Some great movies would go down nicely this week, with high temperatures in the Sacramento region making air-conditioned movie theaters look especially appealing. But you’re probably safest looking towards the Sacramento French Film Festival or the Tower Theatre’s Studio Ghibli Festival, because the multiplexes aren’t bringing their A game and the summer can’t survive on endless re-watching of “Wonder Woman” and “Guardian of the Galaxy 2.”
It’s not a good sign that the best reviewed movie of the week, according to the aggregation site RottenTomatoes.com, is “Cars 3” – a Pixar offering that’s only scoring 65% positive reviews (albeit better than the 39% score for 2011’s “Cars 2”). And the week’s next highest rating is for “47 Meters Down,” the umpteenth humans vs. sharks thriller, barely afloat at 56%.
Meanwhile, the three films I watched in advance of the weekend are all doing even worse, at the time of writing, and I’m not entirely surprised.
“The Book of Henry” seemed like a winning formula on paper, at least in terms of the cast. It teams two of the brightest young actors, Jaeden Lieberher (“St. Vincent,” “Midnight Special”) and Jacob Tremblay (“Room”) as brothers, with Naomi Watts as their struggling single mother. It also gives us appealing supporting cast members such as Sarah Silverman, Lee Pace, and Bobby Moynihan. But there’s not much, and certainly not enough, that they can do with the material.
Liberher is Henry, a boy genius who builds wacky machines, invests in the stock market, and attends a regular school to be around regular kids. And when the film starts out, introducing us to Henry and the folks around him, for a brief period it works – he’s an oddball and the film feels like it launching into similar territory.
But then, in fairly rapid succession, what seems like pending quirkiness gets buried underneath a terminal illness, witnessed child abuse, and a convoluted murder plot. Suddenly quirky doesn’t fit any more and the film flounders between that and something much deeper and darker, without ever settling on either. It also skips over certain details as though trying to remain relatively safe for younger viewers, while dealing with topics that are inherently dark, with or without those details.
There are individual sub-plots here that ought to be capable of delivering a true roller coaster of emotion, from laughter to tears, but instead it all seems remarkably flat. We know most in the cast are talented and so the lack of clarity in style and tone, and even the unevenness in some of the acting, seems the responsibility of director Colin Trevorrow (“Safety Not Guaranteed,” “Jurassic World”) who simply never gains any coherence or consistency from the material.

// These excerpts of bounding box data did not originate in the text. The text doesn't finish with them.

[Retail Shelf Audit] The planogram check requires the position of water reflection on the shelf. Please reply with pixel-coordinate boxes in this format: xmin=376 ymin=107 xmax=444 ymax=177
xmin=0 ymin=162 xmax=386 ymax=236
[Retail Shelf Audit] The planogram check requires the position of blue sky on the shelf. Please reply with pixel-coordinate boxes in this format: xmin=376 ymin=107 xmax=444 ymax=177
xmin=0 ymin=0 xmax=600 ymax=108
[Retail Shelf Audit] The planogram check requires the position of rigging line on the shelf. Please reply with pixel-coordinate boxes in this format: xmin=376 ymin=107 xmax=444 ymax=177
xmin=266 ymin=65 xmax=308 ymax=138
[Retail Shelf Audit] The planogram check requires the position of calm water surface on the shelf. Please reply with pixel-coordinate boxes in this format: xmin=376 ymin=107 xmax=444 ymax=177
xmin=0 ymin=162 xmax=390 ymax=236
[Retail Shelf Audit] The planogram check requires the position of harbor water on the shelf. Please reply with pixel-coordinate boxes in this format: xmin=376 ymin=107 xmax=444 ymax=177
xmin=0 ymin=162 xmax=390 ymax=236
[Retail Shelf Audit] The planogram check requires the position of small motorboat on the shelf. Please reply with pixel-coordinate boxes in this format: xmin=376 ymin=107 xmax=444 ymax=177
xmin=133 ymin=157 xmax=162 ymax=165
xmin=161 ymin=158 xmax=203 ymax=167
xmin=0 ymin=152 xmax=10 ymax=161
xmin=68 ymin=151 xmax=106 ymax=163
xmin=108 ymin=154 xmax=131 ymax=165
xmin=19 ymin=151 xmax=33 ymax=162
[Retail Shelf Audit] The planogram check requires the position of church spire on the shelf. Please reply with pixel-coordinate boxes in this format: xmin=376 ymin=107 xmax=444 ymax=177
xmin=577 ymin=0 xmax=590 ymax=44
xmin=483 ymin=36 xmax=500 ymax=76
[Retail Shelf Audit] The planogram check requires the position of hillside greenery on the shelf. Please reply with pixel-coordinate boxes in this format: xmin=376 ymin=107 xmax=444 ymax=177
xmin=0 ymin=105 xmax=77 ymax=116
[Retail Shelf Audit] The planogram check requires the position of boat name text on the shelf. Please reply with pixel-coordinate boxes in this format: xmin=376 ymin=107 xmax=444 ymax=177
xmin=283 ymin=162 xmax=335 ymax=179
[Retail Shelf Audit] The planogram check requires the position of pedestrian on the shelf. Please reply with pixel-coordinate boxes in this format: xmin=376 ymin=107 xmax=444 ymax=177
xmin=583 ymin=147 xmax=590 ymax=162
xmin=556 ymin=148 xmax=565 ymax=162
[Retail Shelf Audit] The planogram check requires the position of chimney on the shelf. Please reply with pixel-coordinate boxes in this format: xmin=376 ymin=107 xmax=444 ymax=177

There’s more inconsistency from “Rough Night,” the second film of the week that deals with death as a punchline as much as a tragedy. Five women embark on a drink and drug-fueled bachelorette party during which a man dies – and most of the film is premised on the comedic premise of the difficulty in disposing of a dead body. It’s like a gender-reversed version of 1998’s “Very Bad Things.”
For the most part, it tries to be broad comedy, although the death scene is played somewhat darker. But it never seems consistent enough in its laugh. Again we have a strong cast, including Scarlett Johansson, Jillian Bell, and Kate McKinnon, but they never quite seem to come together. The plot even references them drifting apart as friends but it’s a problem, even in a comedy, when it’s not that easy to ever picture them closer.
The story also pulls its punches a little, trying to make the death seem somehow OK, after the fact. It also hinges on a scene in which four of the women are apparently OK with the fifth being used sexually, largely to incorporate a recurring joke about a couple of swingers living next door to the party house.
If you do choose to see it, be aware that there are two separate scenes embedded in the credits – neither of which redeem it.
My third disappointment of the week came from “All Eyez on Me” – about the life of rapper and actor Tupac Shakur. My hopes had been raised by the strong performances and storytelling in the recent “Straight Outta Compton,” but this film doesn’t come close to that standard.
As with that film, I’m not sufficiently familiar with all of the historical facts to remark on the film’s accuracy, but I have seen online reports of comments by Jada Pinkett Smith, a friend of Shakur’s, who has apparently said that several of the scenes between the actors playing her and Shakur in the film didn’t happen that way in real life. A cursory comparison with other details found online isn’t any more reassuring.
That said, the film had already lost me. It seems strange to make a film about a man who spoke through his lyrics and then shy away from the performances of those songs on screen. As far as I can tell, the film relies on Shakur’s own recordings of songs and so the film appears to be an extended lip-syncing compilation. There are scenes in other films in which somebody plays a piano but you only see them from angles in which the instrument blocks their hands. This is like that, only more so. In one scene in the studio, most of the direction seems focused on an ongoing attempt to shield the lead actor’s (Demetrius Shipp Jr.’s) mouth behind his hand, his arm, and the microphone – all of which distracts completely from the song itself.
A true story about a man born of Black Panther parents, who sold 75 million records, who was shot multiple times on multiple occasions, and who had numerous other run-ins with the law, should make a good movie. Perhaps one day it will.